A federal bankruptcy judge in Delaware indicated Tuesday that he will allow Tribune Co.'s creditors to pursue fraud claims in state courts against shareholders who benefited from the media company's 2007 leveraged buyout.
Attorneys for some creditors told Judge Kevin Carey that they should be cleared to go after money that the company itself didn't try to get before a deadline expired in bankruptcy court. The court has been overseeing Tribune Co.'s operations since the company filed for bankruptcy protection in December 2008.
Tribune owns the Chicago Tribune, Los Angeles Times, other newspapers and more than 20 radio and TV stations. It sought bankruptcy protection less than a year after the leveraged buyout engineered by billionaire developer Sam Zell saddled the company with more debt than it could bear during the worst U.S. recession since World War II.
Lawyers pushing for the state claims represented noteholders opposed to Tribune Co.'s reorganization plan and the company's committee of unsecured creditors.

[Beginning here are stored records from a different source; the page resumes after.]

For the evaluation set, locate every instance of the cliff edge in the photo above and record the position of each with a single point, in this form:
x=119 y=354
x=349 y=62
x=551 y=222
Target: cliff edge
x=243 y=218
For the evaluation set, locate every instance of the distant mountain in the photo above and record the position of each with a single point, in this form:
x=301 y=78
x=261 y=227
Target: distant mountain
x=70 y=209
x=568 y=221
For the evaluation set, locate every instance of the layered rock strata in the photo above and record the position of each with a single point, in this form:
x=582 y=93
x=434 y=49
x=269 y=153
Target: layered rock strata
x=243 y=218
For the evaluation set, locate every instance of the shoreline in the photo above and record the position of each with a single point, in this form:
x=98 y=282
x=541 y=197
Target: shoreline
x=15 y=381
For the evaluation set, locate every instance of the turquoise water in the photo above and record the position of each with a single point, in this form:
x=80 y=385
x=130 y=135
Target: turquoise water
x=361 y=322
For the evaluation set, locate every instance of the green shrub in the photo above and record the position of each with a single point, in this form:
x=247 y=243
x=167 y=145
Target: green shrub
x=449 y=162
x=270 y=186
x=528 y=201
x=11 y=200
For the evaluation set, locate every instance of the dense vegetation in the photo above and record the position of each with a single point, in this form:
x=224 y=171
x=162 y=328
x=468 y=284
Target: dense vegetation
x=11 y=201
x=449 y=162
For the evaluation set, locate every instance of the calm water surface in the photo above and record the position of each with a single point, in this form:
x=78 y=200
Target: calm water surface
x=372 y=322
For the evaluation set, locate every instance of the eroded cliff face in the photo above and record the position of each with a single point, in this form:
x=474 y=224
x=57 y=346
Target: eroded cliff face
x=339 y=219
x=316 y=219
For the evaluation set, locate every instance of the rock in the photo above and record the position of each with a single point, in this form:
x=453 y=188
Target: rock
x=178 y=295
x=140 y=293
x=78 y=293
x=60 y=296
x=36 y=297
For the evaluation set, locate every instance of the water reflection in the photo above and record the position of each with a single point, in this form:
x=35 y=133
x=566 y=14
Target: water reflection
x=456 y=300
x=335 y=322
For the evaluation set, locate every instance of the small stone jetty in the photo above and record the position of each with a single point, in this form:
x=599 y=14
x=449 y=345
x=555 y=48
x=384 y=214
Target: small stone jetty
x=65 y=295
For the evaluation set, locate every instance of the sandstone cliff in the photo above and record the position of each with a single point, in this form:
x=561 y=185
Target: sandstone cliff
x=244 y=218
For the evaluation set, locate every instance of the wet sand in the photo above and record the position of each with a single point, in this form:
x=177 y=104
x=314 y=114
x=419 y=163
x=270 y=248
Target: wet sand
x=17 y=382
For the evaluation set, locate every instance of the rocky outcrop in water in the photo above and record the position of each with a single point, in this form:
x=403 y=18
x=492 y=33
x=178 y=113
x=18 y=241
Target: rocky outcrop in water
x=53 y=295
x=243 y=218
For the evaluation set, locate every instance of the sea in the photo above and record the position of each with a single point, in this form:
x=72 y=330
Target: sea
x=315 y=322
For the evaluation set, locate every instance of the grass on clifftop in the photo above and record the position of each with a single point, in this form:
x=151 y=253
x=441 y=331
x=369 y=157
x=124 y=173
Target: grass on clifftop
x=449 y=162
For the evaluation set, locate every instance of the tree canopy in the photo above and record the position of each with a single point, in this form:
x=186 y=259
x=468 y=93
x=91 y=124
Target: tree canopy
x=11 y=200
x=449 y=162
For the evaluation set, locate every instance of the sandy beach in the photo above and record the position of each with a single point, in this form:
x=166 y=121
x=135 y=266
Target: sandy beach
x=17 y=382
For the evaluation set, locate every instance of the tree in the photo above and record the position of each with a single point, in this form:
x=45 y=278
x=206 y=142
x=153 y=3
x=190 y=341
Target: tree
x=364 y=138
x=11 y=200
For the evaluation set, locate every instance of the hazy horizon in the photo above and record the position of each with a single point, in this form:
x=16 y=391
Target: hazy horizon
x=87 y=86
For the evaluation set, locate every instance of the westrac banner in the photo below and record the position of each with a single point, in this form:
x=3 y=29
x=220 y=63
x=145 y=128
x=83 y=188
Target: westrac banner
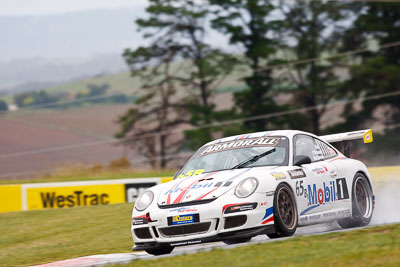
x=74 y=194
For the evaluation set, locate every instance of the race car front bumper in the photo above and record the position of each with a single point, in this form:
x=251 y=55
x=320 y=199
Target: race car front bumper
x=211 y=222
x=269 y=229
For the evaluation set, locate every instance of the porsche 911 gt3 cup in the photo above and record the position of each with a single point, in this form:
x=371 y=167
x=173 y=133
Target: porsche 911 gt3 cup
x=237 y=187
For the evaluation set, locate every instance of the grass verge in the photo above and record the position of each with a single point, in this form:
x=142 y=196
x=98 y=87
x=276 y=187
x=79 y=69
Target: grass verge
x=88 y=175
x=35 y=237
x=377 y=246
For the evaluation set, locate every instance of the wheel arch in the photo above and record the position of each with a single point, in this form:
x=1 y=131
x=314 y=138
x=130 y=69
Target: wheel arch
x=292 y=191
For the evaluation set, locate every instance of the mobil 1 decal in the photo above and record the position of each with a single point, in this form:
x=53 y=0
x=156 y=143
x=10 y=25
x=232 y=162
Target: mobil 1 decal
x=342 y=191
x=133 y=190
x=329 y=192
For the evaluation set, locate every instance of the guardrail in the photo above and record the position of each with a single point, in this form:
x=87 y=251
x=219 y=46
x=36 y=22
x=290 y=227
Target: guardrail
x=72 y=194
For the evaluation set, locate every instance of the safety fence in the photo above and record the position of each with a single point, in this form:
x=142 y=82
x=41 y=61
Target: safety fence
x=73 y=194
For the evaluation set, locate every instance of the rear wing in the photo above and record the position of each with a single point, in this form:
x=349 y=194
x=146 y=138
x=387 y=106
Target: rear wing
x=366 y=135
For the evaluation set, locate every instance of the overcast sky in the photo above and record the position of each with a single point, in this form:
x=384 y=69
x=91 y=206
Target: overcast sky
x=68 y=28
x=52 y=7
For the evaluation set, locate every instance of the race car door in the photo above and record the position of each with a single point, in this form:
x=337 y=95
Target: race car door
x=316 y=190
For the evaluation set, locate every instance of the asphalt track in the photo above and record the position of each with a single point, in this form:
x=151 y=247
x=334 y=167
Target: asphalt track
x=386 y=212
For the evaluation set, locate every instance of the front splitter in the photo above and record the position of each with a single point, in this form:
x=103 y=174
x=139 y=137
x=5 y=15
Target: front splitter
x=269 y=229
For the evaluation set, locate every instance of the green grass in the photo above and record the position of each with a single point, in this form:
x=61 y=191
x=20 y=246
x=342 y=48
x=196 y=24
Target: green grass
x=377 y=246
x=86 y=175
x=35 y=237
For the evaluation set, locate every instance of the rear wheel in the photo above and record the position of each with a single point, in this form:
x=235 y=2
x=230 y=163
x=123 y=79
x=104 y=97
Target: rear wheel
x=362 y=203
x=237 y=240
x=285 y=212
x=159 y=251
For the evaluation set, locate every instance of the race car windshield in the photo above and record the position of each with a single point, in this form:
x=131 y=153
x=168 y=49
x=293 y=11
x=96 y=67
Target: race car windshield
x=227 y=155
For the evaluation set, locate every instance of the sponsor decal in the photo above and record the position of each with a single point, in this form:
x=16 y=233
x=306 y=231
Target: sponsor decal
x=328 y=193
x=231 y=208
x=183 y=219
x=344 y=213
x=263 y=141
x=329 y=214
x=77 y=198
x=295 y=174
x=183 y=210
x=315 y=217
x=278 y=175
x=320 y=170
x=198 y=186
x=133 y=191
x=73 y=196
x=269 y=216
x=192 y=242
x=139 y=220
x=300 y=189
x=191 y=173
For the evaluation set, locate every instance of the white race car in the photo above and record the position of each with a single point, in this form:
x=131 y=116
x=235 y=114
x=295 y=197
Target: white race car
x=237 y=187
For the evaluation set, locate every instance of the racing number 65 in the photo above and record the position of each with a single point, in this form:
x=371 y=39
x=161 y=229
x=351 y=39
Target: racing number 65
x=299 y=188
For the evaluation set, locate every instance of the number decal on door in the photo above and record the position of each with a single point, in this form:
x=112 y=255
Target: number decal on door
x=342 y=191
x=300 y=190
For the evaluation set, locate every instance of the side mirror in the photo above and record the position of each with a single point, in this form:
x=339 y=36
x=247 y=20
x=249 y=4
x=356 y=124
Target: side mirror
x=301 y=159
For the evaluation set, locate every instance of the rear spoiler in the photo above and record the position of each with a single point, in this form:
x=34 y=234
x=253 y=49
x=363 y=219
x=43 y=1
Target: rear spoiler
x=366 y=135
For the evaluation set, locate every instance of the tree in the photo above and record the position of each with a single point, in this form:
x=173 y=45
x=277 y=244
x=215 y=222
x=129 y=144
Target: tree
x=146 y=127
x=249 y=24
x=176 y=30
x=312 y=30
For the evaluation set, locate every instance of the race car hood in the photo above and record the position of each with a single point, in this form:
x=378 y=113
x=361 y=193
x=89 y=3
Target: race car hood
x=201 y=187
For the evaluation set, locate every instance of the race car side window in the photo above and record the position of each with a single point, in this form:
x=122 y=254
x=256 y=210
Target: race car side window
x=304 y=146
x=327 y=151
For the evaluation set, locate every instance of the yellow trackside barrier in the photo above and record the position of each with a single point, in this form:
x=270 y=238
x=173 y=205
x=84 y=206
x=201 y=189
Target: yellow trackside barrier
x=166 y=179
x=74 y=196
x=10 y=198
x=104 y=192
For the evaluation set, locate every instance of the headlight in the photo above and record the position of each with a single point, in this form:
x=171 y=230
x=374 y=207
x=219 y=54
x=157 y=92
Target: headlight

Carey seemed inclined to permit the filing of state claims as long as they are put on hold until he decides whether to confirm Tribune Co.'s reorganization plan, a process that has been delayed by disputes over how to handle the fraud allegations lingering from the buyout. The judge asked attorneys to try to agree on a proposed order for him to sign. He planned to revisit the matter April 11, the same day a separate hearing on Tribune's reorganization plan is scheduled to resume.
An independent examiner appointed by Carey already has concluded that some aspects of Tribune's buyout bordered on fraud. But Tribune Co.'s reorganization plan would release lenders and other parties from future legal liabilities related to the buyout.
Daniel Golden, an attorney for the hedge fund Aurelius Capital Management, said his client and other noteholders must file the lawsuits by June 4 in states likely to exercise jurisdiction. Those states include: Delaware, where Tribune Co. is incorporated; Illinois, home to its Chicago headquarters; and Massachusetts, where certain shareholders tendered their stock in the buyout.
"The most important thing for us to do is to get those claims filed," Golden said.
An objection was filed by a foundation that was created from the estate of the longtime Chicago Tribune owner and publisher Robert R. McCormick. The foundation and a related nonprofit organization received about $1 billion in the buyout. The foundations argue that individual creditors lack the legal authority to pursue their claims in state courts.
Objections also were filed by attorneys representing Zell, current and former officers, directors and employees of Tribune, and two banks that financed the buyout.